As the two men and their ponies proceeded along the road, they were able to walk side-by-side and enjoy a good conversation with each other. The smaller of the two men pushed forward and renewed a conversation that had been interrupted some yards earlier as the path had narrowed to only allow passage in single file.
“You were saying, Shane,” said the small fellow, as he came up alongside of his lean, taller companion. “You were saying about that face of yours being the means by which we can keep the ‘guager’ from our wee bit of baccy (tobacco).”
“Aye, not one of those ‘gaugers’ will ever get a smell, never mind a squint, at even one bit of that baccy,” Shane promised, “as long as I am with you. In all the twelve months that I travelled with Tim Casey there was not one ‘gauger’ who even suspected the man. If that ‘buck eejit’ of a man had taken me with him that day, his load of best Brandy would still be his and he wouldn’t be sitting in a cold jail cell. If I had been with him he would now be stting at his own table, in front of a blazing fire, tucking into a good steak!”
Paddy Corr laughed heartily at his companion’s comment and then roguishly told the taller man, “The worry on my part is that it wasn’t much of Tim Casey’s profits that came your way, more like the cheap change, and that was what caused the poor man’s fate to change.”
“It’s you that could be laughing heartily on the other side of your mouth, Paddy Corr, should a ‘gauger’ got a sniff at your taste of ‘baccy’,” Shane replied. “There’s no doubt that he would take all that you have if I was not there to frighten him off, just like I have done, so often before.”
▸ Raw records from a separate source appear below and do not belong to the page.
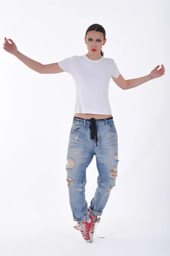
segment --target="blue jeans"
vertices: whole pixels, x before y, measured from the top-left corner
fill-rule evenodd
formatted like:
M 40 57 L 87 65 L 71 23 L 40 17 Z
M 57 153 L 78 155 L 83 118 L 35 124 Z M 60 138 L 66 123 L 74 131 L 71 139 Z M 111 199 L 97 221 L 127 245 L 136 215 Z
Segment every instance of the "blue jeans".
M 94 155 L 99 175 L 98 186 L 87 207 L 85 195 L 86 169 Z M 95 119 L 75 116 L 66 168 L 69 201 L 74 221 L 85 222 L 88 220 L 88 208 L 93 215 L 102 215 L 110 191 L 115 186 L 118 161 L 118 134 L 113 116 Z

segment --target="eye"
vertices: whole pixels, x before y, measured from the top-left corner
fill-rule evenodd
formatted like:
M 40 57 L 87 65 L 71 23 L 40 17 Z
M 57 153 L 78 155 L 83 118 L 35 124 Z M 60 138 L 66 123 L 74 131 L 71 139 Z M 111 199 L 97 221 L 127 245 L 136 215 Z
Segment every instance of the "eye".
M 89 40 L 92 40 L 92 39 L 88 39 L 88 40 L 89 40 Z M 97 40 L 97 41 L 99 41 L 99 42 L 101 42 L 101 40 Z M 90 42 L 91 42 L 91 41 L 90 41 Z

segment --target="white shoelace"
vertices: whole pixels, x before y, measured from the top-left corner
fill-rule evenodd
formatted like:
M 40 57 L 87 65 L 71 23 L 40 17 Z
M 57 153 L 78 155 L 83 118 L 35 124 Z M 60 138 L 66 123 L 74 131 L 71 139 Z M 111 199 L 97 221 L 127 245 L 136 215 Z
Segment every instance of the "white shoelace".
M 95 226 L 95 225 L 96 224 L 96 226 Z M 97 225 L 98 224 L 97 222 L 93 222 L 92 224 L 92 227 L 91 228 L 92 229 L 92 230 L 94 232 L 94 229 L 95 229 L 95 235 L 96 236 L 97 236 L 97 237 L 99 237 L 99 238 L 105 238 L 104 236 L 97 236 L 97 235 L 95 233 L 95 231 L 96 230 L 96 227 L 97 227 Z

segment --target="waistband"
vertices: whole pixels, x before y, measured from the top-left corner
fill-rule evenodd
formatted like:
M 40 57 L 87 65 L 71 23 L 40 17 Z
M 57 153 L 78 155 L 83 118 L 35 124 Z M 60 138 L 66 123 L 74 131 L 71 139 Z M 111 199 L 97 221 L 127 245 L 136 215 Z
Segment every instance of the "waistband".
M 107 120 L 109 120 L 110 119 L 113 119 L 113 116 L 110 116 L 110 117 L 108 117 L 107 118 L 104 118 L 103 119 L 95 119 L 93 117 L 90 118 L 90 119 L 86 119 L 84 118 L 81 118 L 81 117 L 77 117 L 74 116 L 73 117 L 74 120 L 82 120 L 84 121 L 84 125 L 86 125 L 86 121 L 89 121 L 91 123 L 91 125 L 89 126 L 89 128 L 90 129 L 90 136 L 91 138 L 93 140 L 95 138 L 95 142 L 96 143 L 96 146 L 98 146 L 98 145 L 97 145 L 97 142 L 98 140 L 98 134 L 97 132 L 97 128 L 96 128 L 96 121 L 101 121 L 101 120 L 105 120 L 106 125 L 107 125 Z

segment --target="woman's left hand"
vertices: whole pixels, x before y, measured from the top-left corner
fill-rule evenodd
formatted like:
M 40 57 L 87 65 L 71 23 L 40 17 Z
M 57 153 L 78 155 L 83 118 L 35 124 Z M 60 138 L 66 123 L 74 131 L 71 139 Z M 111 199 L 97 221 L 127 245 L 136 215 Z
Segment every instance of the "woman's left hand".
M 161 66 L 161 67 L 160 70 L 157 70 L 159 67 L 159 65 L 158 65 L 150 72 L 150 76 L 153 79 L 157 78 L 157 77 L 160 77 L 165 73 L 165 70 L 164 66 L 163 64 L 162 64 Z

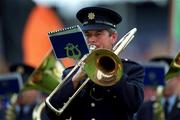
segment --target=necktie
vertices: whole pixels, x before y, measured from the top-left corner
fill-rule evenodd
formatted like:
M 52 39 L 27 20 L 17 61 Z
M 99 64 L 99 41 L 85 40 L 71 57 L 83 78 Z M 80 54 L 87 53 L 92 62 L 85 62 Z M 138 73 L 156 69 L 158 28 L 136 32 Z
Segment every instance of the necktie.
M 164 103 L 164 114 L 165 114 L 166 119 L 168 117 L 168 107 L 169 107 L 169 102 L 168 102 L 168 100 L 166 100 Z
“But, could we not just put our ‘baccy’ in a couple of panniers on the backs of our ponies, put a few fish and oysters on top, and pretend that we have just been out fishing?”
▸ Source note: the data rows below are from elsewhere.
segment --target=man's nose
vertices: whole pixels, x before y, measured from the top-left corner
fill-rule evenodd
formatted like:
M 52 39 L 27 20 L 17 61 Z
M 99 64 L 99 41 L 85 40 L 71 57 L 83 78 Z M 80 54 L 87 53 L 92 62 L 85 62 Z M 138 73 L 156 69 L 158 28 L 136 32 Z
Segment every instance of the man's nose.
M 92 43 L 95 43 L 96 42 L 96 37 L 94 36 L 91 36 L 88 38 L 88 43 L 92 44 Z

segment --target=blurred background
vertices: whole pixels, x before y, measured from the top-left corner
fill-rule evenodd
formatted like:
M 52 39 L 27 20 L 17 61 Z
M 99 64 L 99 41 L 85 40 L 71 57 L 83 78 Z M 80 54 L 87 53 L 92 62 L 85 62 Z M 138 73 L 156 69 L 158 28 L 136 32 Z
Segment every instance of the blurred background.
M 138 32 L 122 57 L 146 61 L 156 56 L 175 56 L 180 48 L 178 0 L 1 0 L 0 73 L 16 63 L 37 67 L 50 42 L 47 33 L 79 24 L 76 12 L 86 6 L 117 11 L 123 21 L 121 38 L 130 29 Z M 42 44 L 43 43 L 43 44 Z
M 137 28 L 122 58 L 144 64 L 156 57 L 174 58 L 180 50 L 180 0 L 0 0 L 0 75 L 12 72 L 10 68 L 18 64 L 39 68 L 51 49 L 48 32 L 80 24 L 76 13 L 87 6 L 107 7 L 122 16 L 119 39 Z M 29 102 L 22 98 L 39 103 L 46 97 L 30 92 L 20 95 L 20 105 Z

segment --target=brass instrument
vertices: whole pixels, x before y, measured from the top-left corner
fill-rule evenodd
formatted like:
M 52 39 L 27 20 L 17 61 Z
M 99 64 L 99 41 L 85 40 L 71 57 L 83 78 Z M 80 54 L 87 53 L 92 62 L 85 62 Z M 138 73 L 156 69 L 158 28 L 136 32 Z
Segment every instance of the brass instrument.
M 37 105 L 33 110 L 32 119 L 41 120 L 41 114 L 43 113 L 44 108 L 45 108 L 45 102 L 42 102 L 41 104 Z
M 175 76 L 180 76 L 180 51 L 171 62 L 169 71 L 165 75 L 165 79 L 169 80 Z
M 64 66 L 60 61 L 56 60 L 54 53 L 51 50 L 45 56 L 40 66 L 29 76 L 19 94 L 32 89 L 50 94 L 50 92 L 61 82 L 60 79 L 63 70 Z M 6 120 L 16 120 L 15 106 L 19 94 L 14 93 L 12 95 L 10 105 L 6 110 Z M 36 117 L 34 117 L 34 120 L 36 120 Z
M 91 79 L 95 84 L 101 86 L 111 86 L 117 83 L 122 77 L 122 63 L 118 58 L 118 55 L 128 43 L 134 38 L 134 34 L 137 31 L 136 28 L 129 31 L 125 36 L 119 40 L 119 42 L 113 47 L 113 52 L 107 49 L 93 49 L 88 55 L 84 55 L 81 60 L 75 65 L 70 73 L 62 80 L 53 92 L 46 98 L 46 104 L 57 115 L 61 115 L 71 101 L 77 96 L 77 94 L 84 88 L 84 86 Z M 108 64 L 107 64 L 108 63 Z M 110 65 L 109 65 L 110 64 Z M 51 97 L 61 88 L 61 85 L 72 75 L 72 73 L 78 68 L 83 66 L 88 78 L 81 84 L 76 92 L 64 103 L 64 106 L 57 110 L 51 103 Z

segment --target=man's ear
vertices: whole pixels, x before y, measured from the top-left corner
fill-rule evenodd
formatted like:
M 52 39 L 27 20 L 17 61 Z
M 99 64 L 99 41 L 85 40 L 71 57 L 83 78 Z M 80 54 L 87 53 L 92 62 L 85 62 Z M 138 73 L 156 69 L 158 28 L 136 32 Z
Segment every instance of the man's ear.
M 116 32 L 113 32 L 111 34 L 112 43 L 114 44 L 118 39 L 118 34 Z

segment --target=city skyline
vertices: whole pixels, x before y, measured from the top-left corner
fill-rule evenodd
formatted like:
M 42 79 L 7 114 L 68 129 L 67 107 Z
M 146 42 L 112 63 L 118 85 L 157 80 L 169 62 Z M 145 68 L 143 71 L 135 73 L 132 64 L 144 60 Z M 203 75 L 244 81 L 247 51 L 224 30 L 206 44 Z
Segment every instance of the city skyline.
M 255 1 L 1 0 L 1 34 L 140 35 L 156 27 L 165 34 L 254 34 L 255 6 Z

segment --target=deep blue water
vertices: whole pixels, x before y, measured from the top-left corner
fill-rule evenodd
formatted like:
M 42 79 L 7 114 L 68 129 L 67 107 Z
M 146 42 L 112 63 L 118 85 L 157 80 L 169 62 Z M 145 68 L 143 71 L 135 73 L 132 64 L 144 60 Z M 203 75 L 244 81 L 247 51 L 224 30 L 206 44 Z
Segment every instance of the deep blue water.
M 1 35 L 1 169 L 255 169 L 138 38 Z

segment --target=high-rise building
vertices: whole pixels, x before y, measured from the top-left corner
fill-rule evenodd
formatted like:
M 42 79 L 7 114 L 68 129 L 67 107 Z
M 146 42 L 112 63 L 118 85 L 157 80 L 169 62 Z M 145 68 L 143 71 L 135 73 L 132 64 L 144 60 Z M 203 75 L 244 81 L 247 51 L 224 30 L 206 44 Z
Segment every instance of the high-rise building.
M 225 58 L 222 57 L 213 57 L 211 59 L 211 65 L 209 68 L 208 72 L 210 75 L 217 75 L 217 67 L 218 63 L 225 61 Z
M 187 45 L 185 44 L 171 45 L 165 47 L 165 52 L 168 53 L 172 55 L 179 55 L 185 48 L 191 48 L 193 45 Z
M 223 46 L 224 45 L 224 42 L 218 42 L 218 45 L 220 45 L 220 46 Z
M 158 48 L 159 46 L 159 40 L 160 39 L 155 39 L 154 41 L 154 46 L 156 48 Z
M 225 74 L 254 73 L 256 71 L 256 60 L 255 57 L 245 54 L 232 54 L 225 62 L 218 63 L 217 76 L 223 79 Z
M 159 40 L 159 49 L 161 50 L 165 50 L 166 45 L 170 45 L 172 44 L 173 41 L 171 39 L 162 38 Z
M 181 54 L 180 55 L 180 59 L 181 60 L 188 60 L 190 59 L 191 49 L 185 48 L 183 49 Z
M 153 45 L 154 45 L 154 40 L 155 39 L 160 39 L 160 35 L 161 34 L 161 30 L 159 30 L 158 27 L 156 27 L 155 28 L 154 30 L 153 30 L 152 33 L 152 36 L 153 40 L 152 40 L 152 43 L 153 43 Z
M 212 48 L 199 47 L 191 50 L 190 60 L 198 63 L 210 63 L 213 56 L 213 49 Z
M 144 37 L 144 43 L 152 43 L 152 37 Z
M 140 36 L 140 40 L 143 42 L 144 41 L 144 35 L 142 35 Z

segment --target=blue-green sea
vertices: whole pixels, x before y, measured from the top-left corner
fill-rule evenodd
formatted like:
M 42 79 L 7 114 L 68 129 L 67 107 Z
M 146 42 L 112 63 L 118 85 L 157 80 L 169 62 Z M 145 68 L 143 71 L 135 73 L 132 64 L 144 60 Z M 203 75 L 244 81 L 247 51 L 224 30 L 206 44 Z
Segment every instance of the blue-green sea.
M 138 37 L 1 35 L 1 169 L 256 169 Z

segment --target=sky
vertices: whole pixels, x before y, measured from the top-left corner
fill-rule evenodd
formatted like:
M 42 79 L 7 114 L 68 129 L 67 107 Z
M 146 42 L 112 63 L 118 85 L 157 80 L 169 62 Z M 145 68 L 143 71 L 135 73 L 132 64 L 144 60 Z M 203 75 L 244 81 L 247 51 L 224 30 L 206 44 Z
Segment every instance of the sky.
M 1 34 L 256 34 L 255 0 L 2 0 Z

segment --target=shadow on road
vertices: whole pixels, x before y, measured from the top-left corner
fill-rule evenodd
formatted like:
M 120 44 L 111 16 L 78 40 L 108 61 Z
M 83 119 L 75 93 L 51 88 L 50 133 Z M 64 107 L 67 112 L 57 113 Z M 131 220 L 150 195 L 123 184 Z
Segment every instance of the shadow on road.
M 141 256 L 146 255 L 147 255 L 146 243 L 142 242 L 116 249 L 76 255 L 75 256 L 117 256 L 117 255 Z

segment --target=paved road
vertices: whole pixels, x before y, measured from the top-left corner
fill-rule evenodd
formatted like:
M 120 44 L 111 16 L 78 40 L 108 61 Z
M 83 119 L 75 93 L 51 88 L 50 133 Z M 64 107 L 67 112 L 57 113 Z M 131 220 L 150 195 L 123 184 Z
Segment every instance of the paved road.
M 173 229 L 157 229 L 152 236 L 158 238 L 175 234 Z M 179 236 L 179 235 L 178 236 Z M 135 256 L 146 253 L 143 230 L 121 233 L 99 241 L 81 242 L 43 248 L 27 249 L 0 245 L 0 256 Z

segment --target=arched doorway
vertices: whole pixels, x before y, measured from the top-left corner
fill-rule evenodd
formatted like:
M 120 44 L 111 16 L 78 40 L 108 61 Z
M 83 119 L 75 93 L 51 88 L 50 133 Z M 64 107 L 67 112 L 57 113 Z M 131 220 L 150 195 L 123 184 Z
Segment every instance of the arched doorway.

“I know what I am talking about, mark my words, Paddy Corr. I was taught the trade by an old man whom the devil could could not out do when it came to committing a bit of roguery. So, Paddy, put your goods in the pony cart and spread an old sheet over them. Then I will lie down on that and you can tell any ‘gauger’ that we meet that I was on my way to the fair in Ballintree when I came down with a bad fever. You tell them that, as an act of mercy for my poor mother, you are taking me home. Say that it was Father Brady who had seen to me, and that he had said it was the worst case of the spotted fever that he had seen in the country for almost ten years. By Jaysus if that doesn’t frighten the nosey bastard, then you can be sure that someone has sold you out, and me alongside you”
By this time they had reached a deep ravine, through which a narrow stream pursued its slow, murmuring course. At this point they stopped, left the horses, and, gathering up some empty sacks, they walked on until they reached the edge of a steep cliff. In the dark void below them could be heard the great, hollow roar of the heaving ocean, as its waves smashed against this towering granite barrier. All along the dark outline at the foot of the cliffs great mounds of foam were created, as the snowy-white crests of never ending wave formations angrily vented the last vestiges of their strength in constant flashes of phosphoric light, that sparkled and danced splendidly to the wild and sullen music of the crashing sea.